Spoon vs Serialization

Matthew Fulmer tapplek at gmail.com
Sat Jul 26 20:04:38 UTC 2008


There are four ways I can think of to use an object 
resident in a foreign island (or object memory, or vat), in a
safe manner (no interrupting an object during a state change, and
no out-of-sync copies)

If the object is writable, you can:
1. PassByProxy: Get a proxy to the object, and send it messages
   that execute in its local island, safely scheduled. E and
   Croquet do this with FarRefs; Spoon does it with Others.
2. PassByReplica: Get a replica of the object. Messages sent to
   it will be executed both locally and remotely.

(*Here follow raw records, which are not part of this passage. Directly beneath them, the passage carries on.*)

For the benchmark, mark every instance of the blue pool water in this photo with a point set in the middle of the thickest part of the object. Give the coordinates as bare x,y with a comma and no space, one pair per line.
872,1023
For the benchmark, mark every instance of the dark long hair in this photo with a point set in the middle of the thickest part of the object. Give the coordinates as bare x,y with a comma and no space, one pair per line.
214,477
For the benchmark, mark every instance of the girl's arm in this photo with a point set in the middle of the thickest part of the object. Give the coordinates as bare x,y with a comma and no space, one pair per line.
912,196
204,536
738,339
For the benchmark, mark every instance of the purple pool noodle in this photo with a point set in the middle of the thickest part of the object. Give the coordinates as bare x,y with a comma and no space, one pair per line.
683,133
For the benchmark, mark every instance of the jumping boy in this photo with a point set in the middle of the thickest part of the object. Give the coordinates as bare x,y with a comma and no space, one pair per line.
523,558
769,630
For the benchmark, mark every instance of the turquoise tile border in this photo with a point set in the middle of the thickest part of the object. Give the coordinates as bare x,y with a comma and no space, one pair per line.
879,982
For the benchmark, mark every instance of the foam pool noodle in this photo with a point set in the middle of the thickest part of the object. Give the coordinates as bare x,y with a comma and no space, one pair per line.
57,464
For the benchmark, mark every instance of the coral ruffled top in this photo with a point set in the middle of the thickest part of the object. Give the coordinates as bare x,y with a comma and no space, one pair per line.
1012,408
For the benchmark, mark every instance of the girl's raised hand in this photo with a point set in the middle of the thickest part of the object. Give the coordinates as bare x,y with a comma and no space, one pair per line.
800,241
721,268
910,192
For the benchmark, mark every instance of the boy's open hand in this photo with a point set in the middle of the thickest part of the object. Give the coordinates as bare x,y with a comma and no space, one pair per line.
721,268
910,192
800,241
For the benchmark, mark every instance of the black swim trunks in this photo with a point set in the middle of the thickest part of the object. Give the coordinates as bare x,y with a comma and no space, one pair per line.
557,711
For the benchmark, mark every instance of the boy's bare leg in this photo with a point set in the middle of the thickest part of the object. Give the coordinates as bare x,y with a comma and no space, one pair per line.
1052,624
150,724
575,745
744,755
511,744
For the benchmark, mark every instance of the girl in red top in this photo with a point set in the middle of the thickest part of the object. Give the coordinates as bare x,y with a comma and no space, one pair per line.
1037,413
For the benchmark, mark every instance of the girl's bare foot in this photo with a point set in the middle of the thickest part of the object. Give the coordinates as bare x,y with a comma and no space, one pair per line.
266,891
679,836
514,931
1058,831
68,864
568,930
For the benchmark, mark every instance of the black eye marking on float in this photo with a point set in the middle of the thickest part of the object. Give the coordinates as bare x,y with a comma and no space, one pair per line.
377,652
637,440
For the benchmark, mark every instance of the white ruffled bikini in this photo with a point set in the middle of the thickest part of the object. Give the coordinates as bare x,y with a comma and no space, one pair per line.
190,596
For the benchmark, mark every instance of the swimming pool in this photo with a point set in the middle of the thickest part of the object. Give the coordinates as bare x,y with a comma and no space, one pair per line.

Croquet does
   this

If the object is read-only, you can also:
3. PassBySerialization: Serialize the object into a stream of
   instructions in a safe language, then read it in locally.
   Since the copies are read only, they never get out-of-sync.
   This is what any serializer does.
4. PassByCopy: If the islands are in the same format, one could
   copy out the bytes, and resolve out-pointers at both ends.
   This is what ImageSegments do. This would be much faster than
   serialization, and can even be supported in hardware, by
   doing a DMA between two memories in a distributed memory
   computer (such as a Cell Broadband Engine)
5. PassByInstance: If the islands have access to shared memory,
   one can use an object directly, executing messages for it
   locally. Croquet does this for a few objects, 

Which of these does Spoon use to copy objects between
memories/islands? I'm curious, especially in regard to
PassByCopy, since I'm working with the Cell BE in mind.